Aha! An expert. Here's a dumb question: a 20/40 switch would provide greater pressure than a 40/60? Or do I have that backwards?


----------



## ACampbell (Oct 7, 2007)

That's interesting to know, considering that the local well guy back home used to pressurize it with a compressor when we lost water pressure on our commercial well. (Yeah, watering 30 horses and a house off of it, so it's got a big pump)

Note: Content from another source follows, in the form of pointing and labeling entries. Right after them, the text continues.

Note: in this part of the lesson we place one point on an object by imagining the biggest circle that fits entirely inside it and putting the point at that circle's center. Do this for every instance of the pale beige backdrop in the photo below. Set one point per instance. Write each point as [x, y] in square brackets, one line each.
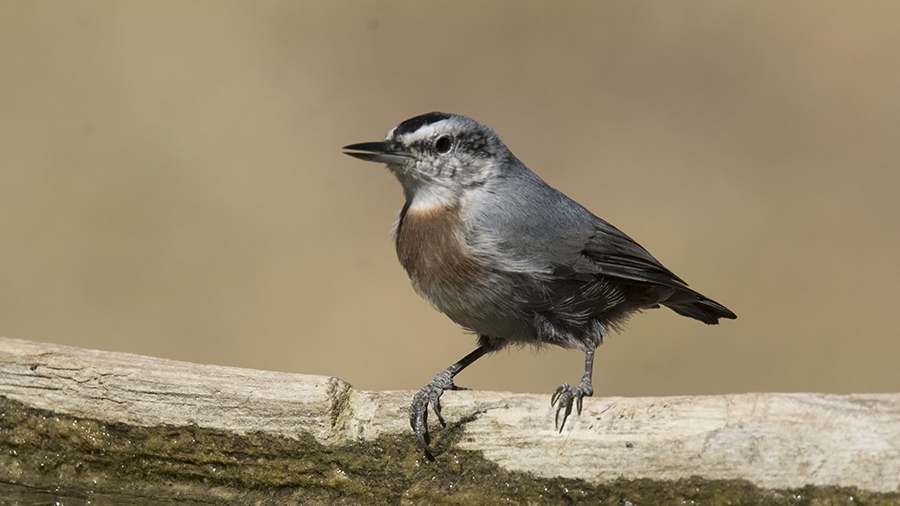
[172, 184]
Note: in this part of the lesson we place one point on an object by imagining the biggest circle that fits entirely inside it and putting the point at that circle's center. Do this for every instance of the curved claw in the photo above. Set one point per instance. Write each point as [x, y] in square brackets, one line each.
[565, 394]
[430, 394]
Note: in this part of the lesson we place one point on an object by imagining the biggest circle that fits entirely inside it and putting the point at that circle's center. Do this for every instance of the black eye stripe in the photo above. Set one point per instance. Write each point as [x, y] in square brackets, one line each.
[443, 144]
[413, 124]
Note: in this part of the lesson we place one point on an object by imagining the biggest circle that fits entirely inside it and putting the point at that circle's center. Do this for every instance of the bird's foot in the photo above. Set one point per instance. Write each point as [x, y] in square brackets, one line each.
[418, 411]
[566, 394]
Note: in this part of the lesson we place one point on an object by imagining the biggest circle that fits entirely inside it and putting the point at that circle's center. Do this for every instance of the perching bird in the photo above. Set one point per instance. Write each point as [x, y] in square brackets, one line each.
[510, 258]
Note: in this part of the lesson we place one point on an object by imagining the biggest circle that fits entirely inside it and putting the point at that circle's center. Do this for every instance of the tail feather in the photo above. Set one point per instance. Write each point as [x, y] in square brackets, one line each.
[698, 307]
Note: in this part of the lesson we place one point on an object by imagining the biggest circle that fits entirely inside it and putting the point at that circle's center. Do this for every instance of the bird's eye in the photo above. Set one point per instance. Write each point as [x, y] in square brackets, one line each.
[443, 144]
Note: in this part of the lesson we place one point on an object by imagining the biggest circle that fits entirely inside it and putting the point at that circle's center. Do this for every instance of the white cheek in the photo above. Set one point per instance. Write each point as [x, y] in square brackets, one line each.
[432, 197]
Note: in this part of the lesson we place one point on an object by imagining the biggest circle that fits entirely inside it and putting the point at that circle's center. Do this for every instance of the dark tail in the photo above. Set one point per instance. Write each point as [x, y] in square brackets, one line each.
[696, 306]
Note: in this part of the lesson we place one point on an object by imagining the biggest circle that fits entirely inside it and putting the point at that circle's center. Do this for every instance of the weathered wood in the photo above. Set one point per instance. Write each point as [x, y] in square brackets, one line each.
[771, 440]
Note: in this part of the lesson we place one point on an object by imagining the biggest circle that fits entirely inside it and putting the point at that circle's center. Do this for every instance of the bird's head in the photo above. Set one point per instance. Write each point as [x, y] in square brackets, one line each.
[437, 157]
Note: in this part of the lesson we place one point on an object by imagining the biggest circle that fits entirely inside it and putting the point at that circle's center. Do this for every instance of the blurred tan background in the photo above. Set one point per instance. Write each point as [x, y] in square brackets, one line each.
[172, 184]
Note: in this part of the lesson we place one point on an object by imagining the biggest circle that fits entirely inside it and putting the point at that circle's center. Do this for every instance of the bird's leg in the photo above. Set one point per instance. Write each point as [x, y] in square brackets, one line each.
[566, 393]
[431, 394]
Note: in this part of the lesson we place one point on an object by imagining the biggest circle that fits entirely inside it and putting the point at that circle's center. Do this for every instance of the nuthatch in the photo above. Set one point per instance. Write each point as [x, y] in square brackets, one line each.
[510, 258]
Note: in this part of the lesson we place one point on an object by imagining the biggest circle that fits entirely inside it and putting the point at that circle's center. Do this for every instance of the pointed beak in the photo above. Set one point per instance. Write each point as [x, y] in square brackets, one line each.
[376, 152]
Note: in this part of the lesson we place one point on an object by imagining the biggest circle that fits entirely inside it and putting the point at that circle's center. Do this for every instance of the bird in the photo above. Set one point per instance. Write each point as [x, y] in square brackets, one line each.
[511, 259]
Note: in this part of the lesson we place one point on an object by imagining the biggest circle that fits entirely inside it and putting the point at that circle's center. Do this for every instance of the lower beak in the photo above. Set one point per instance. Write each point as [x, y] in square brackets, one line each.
[376, 152]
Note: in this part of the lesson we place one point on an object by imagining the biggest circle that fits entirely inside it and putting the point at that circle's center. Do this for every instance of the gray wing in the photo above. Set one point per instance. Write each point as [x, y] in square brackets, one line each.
[531, 225]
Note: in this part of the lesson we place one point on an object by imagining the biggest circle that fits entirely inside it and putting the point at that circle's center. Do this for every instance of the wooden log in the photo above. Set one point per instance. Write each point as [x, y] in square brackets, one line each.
[88, 421]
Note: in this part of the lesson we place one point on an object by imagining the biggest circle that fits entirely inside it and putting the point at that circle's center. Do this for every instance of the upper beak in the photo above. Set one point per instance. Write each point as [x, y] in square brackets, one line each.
[376, 152]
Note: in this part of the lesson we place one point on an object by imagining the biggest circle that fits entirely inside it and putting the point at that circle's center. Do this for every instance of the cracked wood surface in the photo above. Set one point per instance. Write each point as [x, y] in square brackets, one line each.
[772, 440]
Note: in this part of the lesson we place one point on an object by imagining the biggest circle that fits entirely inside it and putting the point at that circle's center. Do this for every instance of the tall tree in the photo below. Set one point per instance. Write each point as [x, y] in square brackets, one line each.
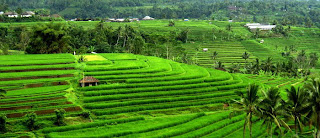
[297, 106]
[248, 104]
[313, 88]
[245, 56]
[49, 38]
[270, 110]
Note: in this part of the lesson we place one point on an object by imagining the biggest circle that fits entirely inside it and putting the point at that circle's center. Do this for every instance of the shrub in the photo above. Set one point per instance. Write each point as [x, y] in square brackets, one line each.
[31, 120]
[60, 114]
[3, 121]
[86, 114]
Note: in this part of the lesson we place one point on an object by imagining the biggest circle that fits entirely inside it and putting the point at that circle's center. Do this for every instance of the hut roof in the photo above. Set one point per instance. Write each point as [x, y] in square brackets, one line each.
[89, 79]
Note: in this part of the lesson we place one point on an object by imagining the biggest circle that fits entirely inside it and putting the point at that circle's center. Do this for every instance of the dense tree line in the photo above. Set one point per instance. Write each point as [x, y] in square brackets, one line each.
[291, 66]
[266, 11]
[68, 37]
[282, 117]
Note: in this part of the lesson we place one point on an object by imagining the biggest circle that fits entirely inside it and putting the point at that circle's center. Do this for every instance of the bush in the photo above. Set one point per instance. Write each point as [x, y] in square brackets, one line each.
[86, 114]
[3, 122]
[60, 114]
[31, 120]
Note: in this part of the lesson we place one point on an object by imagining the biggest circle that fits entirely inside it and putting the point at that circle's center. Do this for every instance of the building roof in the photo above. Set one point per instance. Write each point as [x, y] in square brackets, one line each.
[253, 26]
[28, 13]
[10, 13]
[262, 27]
[89, 79]
[148, 18]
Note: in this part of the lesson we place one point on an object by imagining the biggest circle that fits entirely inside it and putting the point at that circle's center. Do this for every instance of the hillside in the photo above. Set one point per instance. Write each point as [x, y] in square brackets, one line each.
[137, 96]
[297, 12]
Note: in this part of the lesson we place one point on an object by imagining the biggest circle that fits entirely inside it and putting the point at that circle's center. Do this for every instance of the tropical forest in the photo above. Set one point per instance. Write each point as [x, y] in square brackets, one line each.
[159, 68]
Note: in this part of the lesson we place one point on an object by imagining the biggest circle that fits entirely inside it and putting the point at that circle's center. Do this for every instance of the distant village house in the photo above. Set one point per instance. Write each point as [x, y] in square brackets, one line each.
[262, 27]
[27, 14]
[89, 81]
[11, 14]
[148, 18]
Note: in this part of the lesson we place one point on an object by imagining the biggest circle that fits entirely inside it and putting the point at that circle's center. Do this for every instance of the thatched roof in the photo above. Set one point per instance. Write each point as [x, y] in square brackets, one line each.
[89, 79]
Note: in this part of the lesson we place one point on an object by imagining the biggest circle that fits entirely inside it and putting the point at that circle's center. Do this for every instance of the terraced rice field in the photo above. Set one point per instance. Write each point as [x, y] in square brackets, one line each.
[282, 83]
[137, 96]
[141, 96]
[36, 83]
[228, 53]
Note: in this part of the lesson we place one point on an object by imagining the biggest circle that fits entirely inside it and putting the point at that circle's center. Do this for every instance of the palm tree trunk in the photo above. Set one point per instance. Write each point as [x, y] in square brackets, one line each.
[271, 131]
[250, 125]
[295, 125]
[244, 129]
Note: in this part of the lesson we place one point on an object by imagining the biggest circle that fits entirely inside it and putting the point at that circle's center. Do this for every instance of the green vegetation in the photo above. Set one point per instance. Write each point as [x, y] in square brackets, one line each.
[159, 81]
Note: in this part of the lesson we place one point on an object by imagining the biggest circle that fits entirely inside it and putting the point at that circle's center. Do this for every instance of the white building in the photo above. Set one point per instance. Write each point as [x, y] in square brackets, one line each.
[255, 26]
[27, 14]
[148, 18]
[11, 14]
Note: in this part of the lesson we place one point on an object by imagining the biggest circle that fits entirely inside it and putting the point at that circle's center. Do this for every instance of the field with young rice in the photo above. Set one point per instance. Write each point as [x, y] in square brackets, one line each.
[137, 96]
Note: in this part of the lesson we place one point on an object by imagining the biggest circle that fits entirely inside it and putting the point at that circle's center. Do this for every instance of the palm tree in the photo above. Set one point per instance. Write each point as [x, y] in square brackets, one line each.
[314, 90]
[256, 66]
[270, 109]
[297, 106]
[248, 103]
[268, 66]
[2, 93]
[214, 55]
[245, 56]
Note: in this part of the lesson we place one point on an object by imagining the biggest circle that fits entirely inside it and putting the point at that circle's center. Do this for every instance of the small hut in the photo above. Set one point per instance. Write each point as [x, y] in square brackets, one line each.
[89, 81]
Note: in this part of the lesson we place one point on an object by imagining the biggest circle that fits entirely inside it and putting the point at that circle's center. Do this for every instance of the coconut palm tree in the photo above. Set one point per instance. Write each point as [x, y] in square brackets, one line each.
[268, 66]
[314, 90]
[245, 56]
[256, 66]
[297, 106]
[248, 104]
[270, 110]
[214, 55]
[2, 93]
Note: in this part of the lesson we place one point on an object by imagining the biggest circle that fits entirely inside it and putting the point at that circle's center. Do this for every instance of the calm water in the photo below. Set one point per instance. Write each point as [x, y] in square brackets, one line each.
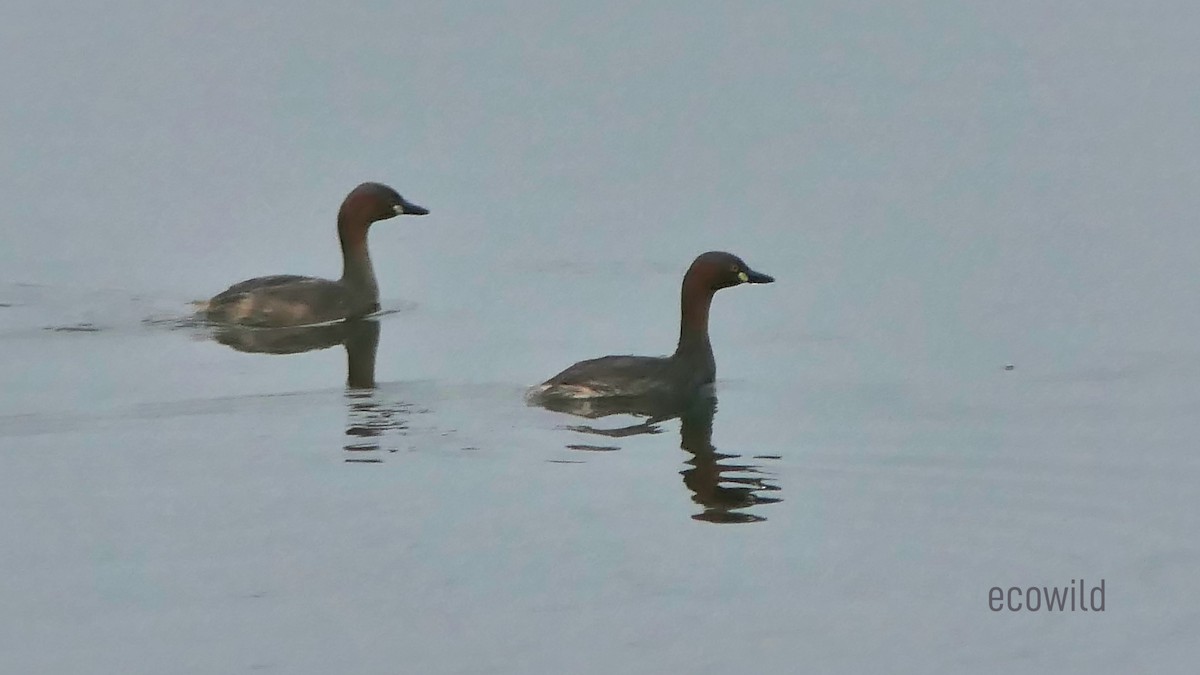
[941, 193]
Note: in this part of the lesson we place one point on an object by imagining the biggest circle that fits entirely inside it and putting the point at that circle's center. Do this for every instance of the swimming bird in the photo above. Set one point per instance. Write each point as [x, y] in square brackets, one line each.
[289, 299]
[630, 383]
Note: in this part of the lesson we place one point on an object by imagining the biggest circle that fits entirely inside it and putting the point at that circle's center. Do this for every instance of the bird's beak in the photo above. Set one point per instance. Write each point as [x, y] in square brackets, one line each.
[406, 208]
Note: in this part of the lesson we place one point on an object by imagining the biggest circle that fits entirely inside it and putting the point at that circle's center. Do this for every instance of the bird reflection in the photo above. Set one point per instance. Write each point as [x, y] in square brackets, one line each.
[721, 488]
[371, 417]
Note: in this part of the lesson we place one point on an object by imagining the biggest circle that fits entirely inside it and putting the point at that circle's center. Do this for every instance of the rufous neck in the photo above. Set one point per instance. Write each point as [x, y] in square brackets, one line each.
[695, 300]
[357, 270]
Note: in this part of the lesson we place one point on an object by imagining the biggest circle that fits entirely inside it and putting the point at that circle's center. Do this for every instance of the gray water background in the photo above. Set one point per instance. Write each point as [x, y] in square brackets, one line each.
[940, 189]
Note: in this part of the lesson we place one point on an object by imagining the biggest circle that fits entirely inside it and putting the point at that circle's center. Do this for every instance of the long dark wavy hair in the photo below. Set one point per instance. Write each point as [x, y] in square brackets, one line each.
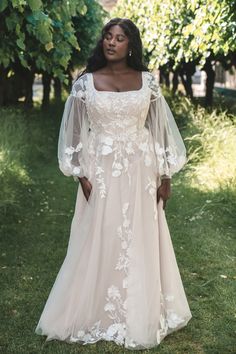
[97, 60]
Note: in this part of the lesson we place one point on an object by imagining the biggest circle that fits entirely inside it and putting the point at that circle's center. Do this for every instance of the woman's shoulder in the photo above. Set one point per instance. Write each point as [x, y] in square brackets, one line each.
[80, 85]
[153, 84]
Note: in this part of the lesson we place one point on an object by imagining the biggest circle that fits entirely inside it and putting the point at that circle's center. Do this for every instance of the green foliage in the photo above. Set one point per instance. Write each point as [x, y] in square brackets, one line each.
[211, 137]
[41, 34]
[182, 30]
[16, 153]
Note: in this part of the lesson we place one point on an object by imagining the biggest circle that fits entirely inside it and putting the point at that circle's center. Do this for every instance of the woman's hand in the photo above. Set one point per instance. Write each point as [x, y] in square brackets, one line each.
[164, 191]
[86, 186]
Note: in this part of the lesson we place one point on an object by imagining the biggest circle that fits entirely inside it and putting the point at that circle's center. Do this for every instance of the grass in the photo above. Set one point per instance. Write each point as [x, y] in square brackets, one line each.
[36, 208]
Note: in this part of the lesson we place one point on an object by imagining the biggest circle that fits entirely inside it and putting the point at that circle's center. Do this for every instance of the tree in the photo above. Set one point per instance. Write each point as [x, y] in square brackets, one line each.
[179, 34]
[37, 36]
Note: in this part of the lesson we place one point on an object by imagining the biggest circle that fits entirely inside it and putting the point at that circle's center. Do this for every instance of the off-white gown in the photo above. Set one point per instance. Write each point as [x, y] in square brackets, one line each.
[119, 281]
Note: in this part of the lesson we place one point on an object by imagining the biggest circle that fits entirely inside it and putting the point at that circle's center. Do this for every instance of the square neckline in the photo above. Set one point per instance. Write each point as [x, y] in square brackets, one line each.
[119, 92]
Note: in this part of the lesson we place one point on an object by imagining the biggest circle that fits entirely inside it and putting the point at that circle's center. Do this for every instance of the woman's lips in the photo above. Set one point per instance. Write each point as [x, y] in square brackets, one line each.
[110, 51]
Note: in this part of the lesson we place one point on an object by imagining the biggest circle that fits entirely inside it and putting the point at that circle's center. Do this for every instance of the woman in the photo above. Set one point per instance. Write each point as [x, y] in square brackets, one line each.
[119, 280]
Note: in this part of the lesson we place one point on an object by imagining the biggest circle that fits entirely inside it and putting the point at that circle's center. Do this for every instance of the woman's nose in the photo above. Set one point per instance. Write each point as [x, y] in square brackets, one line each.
[112, 41]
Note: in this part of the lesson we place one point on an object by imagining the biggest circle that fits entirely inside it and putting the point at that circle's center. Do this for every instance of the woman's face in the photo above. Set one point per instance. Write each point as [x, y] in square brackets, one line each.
[115, 44]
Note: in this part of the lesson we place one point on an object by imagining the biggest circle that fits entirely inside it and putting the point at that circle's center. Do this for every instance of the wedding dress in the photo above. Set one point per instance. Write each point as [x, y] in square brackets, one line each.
[119, 281]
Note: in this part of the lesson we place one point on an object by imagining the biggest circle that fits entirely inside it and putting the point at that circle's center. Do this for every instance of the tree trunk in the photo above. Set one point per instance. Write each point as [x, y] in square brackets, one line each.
[46, 80]
[28, 83]
[3, 85]
[209, 82]
[57, 89]
[175, 81]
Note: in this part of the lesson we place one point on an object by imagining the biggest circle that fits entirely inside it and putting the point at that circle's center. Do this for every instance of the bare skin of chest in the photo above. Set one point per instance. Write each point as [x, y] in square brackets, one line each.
[127, 81]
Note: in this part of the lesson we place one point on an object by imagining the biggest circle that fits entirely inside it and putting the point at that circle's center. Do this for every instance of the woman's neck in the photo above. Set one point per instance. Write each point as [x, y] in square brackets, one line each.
[117, 67]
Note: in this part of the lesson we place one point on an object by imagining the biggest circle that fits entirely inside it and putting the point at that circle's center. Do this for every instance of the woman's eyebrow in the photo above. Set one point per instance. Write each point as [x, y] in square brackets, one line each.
[119, 34]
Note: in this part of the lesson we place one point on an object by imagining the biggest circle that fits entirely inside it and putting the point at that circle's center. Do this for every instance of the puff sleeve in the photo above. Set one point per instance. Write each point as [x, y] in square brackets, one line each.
[169, 148]
[73, 135]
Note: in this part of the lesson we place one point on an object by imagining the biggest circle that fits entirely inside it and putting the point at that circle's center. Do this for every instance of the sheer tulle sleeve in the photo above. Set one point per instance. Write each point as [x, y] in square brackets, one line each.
[73, 136]
[168, 144]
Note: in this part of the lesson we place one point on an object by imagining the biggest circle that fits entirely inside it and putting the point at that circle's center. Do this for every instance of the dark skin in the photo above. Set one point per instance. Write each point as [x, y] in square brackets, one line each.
[118, 76]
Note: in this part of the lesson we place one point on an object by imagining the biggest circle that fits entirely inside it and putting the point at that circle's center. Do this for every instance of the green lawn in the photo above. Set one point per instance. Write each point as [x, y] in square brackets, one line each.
[35, 227]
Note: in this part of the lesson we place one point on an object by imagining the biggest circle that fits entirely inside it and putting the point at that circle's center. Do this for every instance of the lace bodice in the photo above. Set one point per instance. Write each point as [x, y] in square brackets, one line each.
[125, 124]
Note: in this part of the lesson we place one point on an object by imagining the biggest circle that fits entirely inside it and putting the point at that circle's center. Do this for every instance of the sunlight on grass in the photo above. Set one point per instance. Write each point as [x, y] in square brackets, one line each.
[211, 143]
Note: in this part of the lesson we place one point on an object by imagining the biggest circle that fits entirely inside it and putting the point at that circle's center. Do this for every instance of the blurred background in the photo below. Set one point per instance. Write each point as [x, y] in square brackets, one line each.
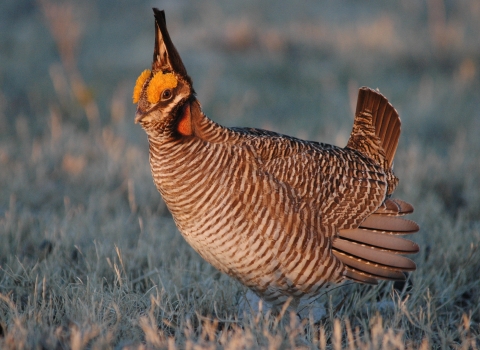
[293, 68]
[67, 70]
[78, 209]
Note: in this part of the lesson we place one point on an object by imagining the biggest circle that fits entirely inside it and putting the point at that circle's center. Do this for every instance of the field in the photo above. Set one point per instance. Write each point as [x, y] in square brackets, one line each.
[89, 254]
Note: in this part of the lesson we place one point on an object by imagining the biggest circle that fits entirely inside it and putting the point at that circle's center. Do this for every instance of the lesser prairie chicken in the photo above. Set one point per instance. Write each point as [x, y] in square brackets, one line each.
[286, 217]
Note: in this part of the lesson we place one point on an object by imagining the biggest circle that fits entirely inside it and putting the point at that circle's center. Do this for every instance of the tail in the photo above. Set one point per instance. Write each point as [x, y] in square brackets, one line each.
[372, 251]
[376, 128]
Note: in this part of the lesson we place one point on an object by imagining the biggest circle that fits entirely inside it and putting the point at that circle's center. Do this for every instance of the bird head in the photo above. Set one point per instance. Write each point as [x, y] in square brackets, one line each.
[164, 94]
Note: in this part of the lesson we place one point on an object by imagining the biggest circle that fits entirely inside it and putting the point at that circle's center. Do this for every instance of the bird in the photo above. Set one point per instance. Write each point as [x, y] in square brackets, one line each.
[286, 217]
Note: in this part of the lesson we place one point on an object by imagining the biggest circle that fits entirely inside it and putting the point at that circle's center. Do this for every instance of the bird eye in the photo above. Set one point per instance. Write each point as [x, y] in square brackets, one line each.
[166, 94]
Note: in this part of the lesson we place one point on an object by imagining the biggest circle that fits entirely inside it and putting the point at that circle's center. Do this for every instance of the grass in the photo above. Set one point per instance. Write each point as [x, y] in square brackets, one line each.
[90, 257]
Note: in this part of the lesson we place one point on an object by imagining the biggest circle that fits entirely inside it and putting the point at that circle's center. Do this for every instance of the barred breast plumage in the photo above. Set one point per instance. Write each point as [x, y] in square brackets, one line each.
[286, 217]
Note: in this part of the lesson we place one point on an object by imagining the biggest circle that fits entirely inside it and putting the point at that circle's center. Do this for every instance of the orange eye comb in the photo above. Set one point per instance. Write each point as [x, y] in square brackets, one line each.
[139, 85]
[158, 84]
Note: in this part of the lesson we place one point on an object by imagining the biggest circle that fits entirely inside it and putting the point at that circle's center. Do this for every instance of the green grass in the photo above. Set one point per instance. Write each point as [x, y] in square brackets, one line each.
[90, 257]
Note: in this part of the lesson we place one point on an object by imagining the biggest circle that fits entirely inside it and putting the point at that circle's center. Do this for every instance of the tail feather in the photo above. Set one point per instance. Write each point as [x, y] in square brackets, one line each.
[372, 251]
[376, 128]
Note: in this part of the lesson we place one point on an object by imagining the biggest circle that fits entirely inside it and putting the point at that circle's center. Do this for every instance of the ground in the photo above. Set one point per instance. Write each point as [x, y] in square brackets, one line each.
[90, 256]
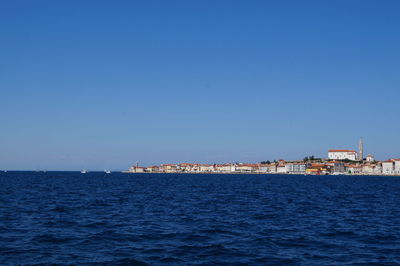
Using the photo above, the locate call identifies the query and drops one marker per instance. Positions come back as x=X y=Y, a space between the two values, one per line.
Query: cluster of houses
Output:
x=310 y=166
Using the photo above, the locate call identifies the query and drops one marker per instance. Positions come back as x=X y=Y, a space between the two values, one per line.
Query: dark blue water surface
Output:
x=94 y=218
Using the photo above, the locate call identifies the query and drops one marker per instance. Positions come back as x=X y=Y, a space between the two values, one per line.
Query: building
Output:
x=370 y=158
x=342 y=155
x=296 y=168
x=388 y=167
x=225 y=168
x=247 y=167
x=353 y=169
x=396 y=166
x=136 y=169
x=361 y=150
x=337 y=167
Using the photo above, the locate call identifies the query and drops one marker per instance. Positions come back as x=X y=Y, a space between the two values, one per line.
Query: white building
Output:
x=342 y=155
x=296 y=168
x=370 y=158
x=388 y=167
x=397 y=166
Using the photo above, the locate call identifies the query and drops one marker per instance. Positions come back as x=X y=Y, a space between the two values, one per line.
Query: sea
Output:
x=69 y=218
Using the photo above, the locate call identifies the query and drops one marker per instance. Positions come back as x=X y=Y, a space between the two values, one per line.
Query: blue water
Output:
x=70 y=218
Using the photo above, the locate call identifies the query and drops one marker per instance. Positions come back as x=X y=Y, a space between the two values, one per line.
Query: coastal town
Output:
x=338 y=162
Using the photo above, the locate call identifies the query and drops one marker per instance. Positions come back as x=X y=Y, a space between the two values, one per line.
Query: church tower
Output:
x=360 y=150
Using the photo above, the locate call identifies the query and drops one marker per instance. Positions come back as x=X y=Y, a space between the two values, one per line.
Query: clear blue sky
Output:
x=103 y=84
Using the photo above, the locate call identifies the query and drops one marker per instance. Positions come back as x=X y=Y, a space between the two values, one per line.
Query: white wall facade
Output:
x=342 y=155
x=387 y=168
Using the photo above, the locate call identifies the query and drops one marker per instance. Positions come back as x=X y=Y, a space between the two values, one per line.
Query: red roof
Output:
x=341 y=151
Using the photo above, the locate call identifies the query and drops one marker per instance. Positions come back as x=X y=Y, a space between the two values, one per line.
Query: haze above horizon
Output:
x=101 y=84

So why's that wrong to do? Do I need to kick somebodies butt?! lol


----------



## echo8287 (Jul 5, 2007)

The 20psi side is the low side and the 40 psi is the high side. In other words when the pressure starts getting low down to 20psi the pump kicks on and pumps the pressure up to 40psi.
The 40/60 would thus provide greater pressure than the 20/40. This is assuming your pump CAN pump up to 60.
Submersible pumps will do it (these are deep well pumps>drilled wells). If you have a bored well(shallow well with a centrifugal pump) they MIGHT be able to get 50 psi.
To A Cambell. That depends on the type of tank you have. If you have a newer version that has a rubber bladder in it, it does NOT have to be re-pressurized. If you had an old galvanized steel tank with air volume control over time (since there is no bladder between the water and the air on top)the air can be absorbed into the water, if the air volume control is not working properly the tank can become water logged(full of water>no air). In that situation you would have to add air to the top of the tank.
I've worked on a lot of well systems up to about 30 horsepower. Many of them large dairy farms,community well systems and the occasional small rural city water system, also homeowner water systems. David


----------